Dimensions Of Gender
While “sex” and “gender” may be related, they aren’t interchangeable equivalents. Sex is assigned at birth according to a person’s reproductive anatomy, usually along the rigid male-female binary, and often gender is assumed as congruent to the assigned sex. Gender, however, is a complex interrelationship of one’s body, identity, and society.
The body and a person’s experience of their body is one dimension of gender. This dimension includes sex chromosomes, hormones, and primary and secondary sexual anatomy. None of these are strictly binary, and most can be medically altered. Understanding sex as a genotype and gender as an identity may be a helpful distinction.

Social gender, including gender expression, is another critical dimension of gender. Social gender includes how society perceives, interacts with, and shapes our gender through gender roles and expectations. Gender expression is the way a person communicates their gender to others through clothing, hairstyles, and mannerisms. Expression, however, is distinct from identity. While gender expression may sometimes serve as an indicator of gender identity, a person’s identity can’t be assumed from their expression.
Gender identity is a person’s internal experience of their gender. It may or may not align with a person’s sex assigned at birth or with their gender expression. Some experience gender as an identity that cannot be chosen or changed, or that their gender does not change over time (though the language to name it might). Others experience a more fluid relationship with gender identity throughout their lives.
Language Matters, Unless It Doesn’t
For non-binary and transgender people, coming into an authentic gender can be an awkward, scary, embarrassing, exciting, and empowering experience. During transition, some may choose to change their name and pronouns to better align with their gender identity, and this change is often met with resistance. Old friends and family may insist they’re just “used to” addressing a person as their deadname, or it’s just “too hard” to refer to an individual with certain pronouns. Man, that sounds rough, almost as rough as having to renegotiate your existence with yourself and all of society.
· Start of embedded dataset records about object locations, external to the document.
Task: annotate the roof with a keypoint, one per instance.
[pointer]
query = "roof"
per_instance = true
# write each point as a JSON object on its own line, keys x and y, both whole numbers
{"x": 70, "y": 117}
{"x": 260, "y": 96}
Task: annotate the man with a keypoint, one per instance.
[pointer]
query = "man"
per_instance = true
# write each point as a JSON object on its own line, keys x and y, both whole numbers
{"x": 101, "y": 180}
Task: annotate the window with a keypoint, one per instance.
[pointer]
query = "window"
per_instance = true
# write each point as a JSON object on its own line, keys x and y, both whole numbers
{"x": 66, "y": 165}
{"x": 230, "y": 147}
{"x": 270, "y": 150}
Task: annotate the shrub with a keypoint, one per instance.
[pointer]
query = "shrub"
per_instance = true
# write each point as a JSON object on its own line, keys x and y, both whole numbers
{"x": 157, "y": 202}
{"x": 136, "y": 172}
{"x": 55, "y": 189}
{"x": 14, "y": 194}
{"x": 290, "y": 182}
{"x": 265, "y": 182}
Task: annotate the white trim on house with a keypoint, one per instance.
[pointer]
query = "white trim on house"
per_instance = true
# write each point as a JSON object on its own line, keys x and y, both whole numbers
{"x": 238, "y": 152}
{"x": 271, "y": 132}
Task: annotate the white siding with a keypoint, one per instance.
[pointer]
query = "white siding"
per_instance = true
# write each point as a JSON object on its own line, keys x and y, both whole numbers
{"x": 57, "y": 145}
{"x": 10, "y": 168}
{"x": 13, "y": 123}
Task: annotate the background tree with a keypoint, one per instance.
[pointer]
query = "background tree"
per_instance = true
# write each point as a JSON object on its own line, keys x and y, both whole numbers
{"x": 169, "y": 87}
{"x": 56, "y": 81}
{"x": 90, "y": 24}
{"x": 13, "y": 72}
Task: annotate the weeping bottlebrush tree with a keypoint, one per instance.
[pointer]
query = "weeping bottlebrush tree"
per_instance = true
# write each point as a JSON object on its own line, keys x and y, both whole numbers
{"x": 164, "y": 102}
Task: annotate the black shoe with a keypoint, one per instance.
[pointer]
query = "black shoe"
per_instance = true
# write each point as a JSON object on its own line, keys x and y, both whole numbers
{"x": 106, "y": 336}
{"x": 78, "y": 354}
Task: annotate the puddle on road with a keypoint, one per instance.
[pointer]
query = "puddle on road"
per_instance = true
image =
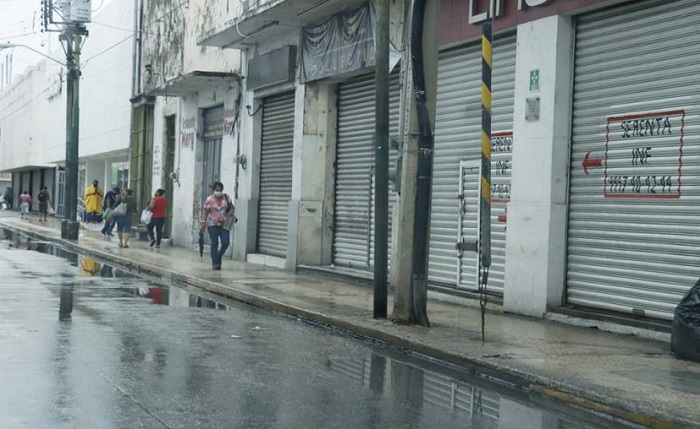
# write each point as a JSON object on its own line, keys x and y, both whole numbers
{"x": 422, "y": 387}
{"x": 98, "y": 279}
{"x": 682, "y": 381}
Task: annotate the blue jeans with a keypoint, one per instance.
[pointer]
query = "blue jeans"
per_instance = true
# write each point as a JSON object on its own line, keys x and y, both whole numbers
{"x": 217, "y": 233}
{"x": 124, "y": 224}
{"x": 109, "y": 226}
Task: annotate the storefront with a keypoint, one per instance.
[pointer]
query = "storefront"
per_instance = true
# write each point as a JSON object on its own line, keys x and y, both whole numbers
{"x": 633, "y": 234}
{"x": 275, "y": 173}
{"x": 455, "y": 196}
{"x": 353, "y": 238}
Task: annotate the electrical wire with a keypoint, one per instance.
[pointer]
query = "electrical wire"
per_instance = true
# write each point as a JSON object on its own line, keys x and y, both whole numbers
{"x": 9, "y": 115}
{"x": 178, "y": 6}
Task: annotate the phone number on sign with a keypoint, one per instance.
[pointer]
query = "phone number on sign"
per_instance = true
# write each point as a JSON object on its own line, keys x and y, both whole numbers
{"x": 636, "y": 185}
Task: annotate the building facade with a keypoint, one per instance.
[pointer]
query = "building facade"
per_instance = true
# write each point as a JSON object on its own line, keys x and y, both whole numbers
{"x": 185, "y": 111}
{"x": 595, "y": 113}
{"x": 33, "y": 137}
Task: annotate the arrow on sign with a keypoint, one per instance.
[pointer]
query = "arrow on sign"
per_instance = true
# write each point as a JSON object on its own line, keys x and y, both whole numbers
{"x": 588, "y": 162}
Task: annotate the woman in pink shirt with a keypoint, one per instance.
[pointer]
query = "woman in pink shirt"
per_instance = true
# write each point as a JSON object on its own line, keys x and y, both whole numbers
{"x": 218, "y": 208}
{"x": 25, "y": 201}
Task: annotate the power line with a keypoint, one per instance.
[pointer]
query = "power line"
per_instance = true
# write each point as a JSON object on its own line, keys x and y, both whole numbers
{"x": 178, "y": 6}
{"x": 25, "y": 104}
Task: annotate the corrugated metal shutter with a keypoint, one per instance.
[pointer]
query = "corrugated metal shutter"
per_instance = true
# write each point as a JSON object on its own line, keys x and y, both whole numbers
{"x": 275, "y": 173}
{"x": 458, "y": 137}
{"x": 634, "y": 234}
{"x": 353, "y": 239}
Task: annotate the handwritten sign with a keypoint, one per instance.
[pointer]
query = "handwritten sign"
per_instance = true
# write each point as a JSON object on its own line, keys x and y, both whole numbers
{"x": 501, "y": 166}
{"x": 157, "y": 154}
{"x": 644, "y": 155}
{"x": 188, "y": 132}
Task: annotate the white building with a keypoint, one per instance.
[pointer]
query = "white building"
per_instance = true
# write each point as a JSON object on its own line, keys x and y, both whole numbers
{"x": 33, "y": 143}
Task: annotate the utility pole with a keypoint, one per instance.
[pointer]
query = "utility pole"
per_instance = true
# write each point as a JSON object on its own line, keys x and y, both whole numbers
{"x": 411, "y": 296}
{"x": 381, "y": 159}
{"x": 72, "y": 17}
{"x": 72, "y": 38}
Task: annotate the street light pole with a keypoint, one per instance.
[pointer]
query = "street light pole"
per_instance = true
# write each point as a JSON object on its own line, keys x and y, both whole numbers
{"x": 72, "y": 36}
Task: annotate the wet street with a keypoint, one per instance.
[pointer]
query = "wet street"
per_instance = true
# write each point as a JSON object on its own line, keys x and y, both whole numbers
{"x": 83, "y": 345}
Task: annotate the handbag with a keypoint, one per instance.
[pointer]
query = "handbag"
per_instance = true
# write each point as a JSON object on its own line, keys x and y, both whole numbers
{"x": 119, "y": 210}
{"x": 146, "y": 216}
{"x": 231, "y": 218}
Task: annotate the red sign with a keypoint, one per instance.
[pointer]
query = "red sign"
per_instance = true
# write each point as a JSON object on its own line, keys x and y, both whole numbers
{"x": 644, "y": 155}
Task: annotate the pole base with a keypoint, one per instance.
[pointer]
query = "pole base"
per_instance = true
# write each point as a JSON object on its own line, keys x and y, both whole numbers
{"x": 70, "y": 229}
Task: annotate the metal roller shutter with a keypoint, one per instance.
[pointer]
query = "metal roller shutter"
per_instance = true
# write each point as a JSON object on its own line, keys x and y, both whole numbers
{"x": 458, "y": 138}
{"x": 275, "y": 173}
{"x": 634, "y": 234}
{"x": 353, "y": 239}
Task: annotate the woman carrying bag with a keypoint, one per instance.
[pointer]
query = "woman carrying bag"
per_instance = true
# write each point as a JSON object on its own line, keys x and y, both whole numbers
{"x": 124, "y": 210}
{"x": 158, "y": 209}
{"x": 218, "y": 213}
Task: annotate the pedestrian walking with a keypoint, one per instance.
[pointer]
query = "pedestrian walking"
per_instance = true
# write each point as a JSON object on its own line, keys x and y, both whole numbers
{"x": 158, "y": 208}
{"x": 124, "y": 216}
{"x": 93, "y": 202}
{"x": 107, "y": 206}
{"x": 44, "y": 198}
{"x": 25, "y": 201}
{"x": 9, "y": 198}
{"x": 218, "y": 215}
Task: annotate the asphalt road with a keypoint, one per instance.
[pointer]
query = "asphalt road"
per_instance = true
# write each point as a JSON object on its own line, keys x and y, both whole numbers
{"x": 82, "y": 345}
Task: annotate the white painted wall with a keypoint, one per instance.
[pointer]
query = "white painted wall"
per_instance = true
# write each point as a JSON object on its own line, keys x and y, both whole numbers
{"x": 105, "y": 85}
{"x": 537, "y": 213}
{"x": 34, "y": 126}
{"x": 20, "y": 127}
{"x": 201, "y": 16}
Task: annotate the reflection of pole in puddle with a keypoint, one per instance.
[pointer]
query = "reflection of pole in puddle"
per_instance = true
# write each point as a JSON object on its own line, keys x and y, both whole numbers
{"x": 65, "y": 307}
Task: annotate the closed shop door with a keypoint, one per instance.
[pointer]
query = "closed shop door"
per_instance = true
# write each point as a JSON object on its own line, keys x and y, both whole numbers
{"x": 353, "y": 238}
{"x": 211, "y": 144}
{"x": 275, "y": 173}
{"x": 634, "y": 205}
{"x": 211, "y": 152}
{"x": 457, "y": 140}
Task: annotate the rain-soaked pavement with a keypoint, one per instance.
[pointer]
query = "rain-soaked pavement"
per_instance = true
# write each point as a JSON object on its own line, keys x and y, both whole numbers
{"x": 83, "y": 345}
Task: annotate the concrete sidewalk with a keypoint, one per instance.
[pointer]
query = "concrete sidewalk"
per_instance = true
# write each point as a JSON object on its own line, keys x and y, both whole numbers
{"x": 624, "y": 376}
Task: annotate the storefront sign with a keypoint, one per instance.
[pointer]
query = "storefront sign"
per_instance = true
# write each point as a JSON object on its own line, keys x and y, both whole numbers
{"x": 461, "y": 20}
{"x": 495, "y": 8}
{"x": 156, "y": 160}
{"x": 230, "y": 118}
{"x": 534, "y": 80}
{"x": 643, "y": 155}
{"x": 188, "y": 132}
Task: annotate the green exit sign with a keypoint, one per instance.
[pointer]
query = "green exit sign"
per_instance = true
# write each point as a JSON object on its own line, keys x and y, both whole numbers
{"x": 534, "y": 80}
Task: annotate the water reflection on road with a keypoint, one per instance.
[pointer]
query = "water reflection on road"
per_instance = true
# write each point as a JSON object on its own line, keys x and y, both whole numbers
{"x": 124, "y": 352}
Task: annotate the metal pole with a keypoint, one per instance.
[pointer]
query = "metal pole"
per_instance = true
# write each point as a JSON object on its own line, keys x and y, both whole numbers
{"x": 73, "y": 38}
{"x": 485, "y": 221}
{"x": 381, "y": 159}
{"x": 486, "y": 61}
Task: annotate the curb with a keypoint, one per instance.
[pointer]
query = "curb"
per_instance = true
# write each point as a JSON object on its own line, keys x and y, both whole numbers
{"x": 499, "y": 374}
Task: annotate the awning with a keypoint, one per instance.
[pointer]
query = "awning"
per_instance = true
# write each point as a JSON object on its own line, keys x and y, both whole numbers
{"x": 32, "y": 167}
{"x": 191, "y": 83}
{"x": 275, "y": 19}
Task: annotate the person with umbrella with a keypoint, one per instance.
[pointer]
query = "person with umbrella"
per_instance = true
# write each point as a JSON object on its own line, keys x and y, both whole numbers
{"x": 218, "y": 214}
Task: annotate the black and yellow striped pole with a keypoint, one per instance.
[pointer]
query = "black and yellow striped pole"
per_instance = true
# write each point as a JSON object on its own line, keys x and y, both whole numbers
{"x": 485, "y": 221}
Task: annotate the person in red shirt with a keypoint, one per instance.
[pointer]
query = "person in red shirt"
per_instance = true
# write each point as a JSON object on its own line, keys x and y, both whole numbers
{"x": 158, "y": 208}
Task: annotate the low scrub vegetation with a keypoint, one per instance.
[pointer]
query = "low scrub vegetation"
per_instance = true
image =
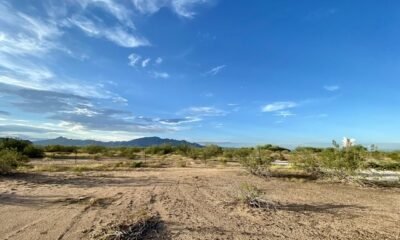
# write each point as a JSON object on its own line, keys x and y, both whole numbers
{"x": 15, "y": 152}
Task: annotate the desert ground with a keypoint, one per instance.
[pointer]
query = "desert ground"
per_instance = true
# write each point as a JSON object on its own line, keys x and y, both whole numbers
{"x": 192, "y": 203}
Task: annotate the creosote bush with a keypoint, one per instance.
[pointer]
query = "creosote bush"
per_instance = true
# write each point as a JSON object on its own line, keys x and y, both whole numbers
{"x": 10, "y": 160}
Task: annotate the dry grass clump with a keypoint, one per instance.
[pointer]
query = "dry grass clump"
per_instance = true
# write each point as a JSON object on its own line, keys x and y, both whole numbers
{"x": 140, "y": 226}
{"x": 252, "y": 197}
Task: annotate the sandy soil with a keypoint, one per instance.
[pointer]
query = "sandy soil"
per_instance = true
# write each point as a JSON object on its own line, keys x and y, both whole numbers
{"x": 193, "y": 203}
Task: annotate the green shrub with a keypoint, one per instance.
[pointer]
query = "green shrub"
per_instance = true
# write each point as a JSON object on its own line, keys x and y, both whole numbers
{"x": 10, "y": 160}
{"x": 135, "y": 164}
{"x": 93, "y": 149}
{"x": 60, "y": 148}
{"x": 13, "y": 143}
{"x": 33, "y": 152}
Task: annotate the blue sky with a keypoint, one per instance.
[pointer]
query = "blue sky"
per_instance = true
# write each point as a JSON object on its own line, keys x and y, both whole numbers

When I introduce my pronouns, the most common form of resistance is disguised as a grammatical objection to the singular “they.” Really? Let’s leave that conversation in 2015. It’s embarrassing, and we blame the Victorians. The use of the singular “they” is older and more pervasive than the debate itself. (It also doesn’t matter because language evolves and grammar doesn’t take precedence over dignifying human experience.) But not all non-binary people go by “they/them” pronouns. Language is evolving as people adopt and experiment with a variety of pronouns, including “ze/hir,” “ze/zir,” and “ey/em.” While the longevity of some of these pronouns is often debated, they’re important and legitimate markers for many non-binary people today.

Misgendering and deadnaming invalidate non-binary and trans people and the identity they’re fighting to affirm. These acts can be distracting at best, violent at worst. They can “out” the individual as trans or non-binary, leaving them in a vulnerable and potentially dangerous situation. These acts can also trigger anxiety, depression, and gender dysphoria. Correctly gendering someone not only affirms the existence of trans and non-binary people, who will continue to exist regardless, but contributes to creating a society where differences are recognised, honored, and even celebrated.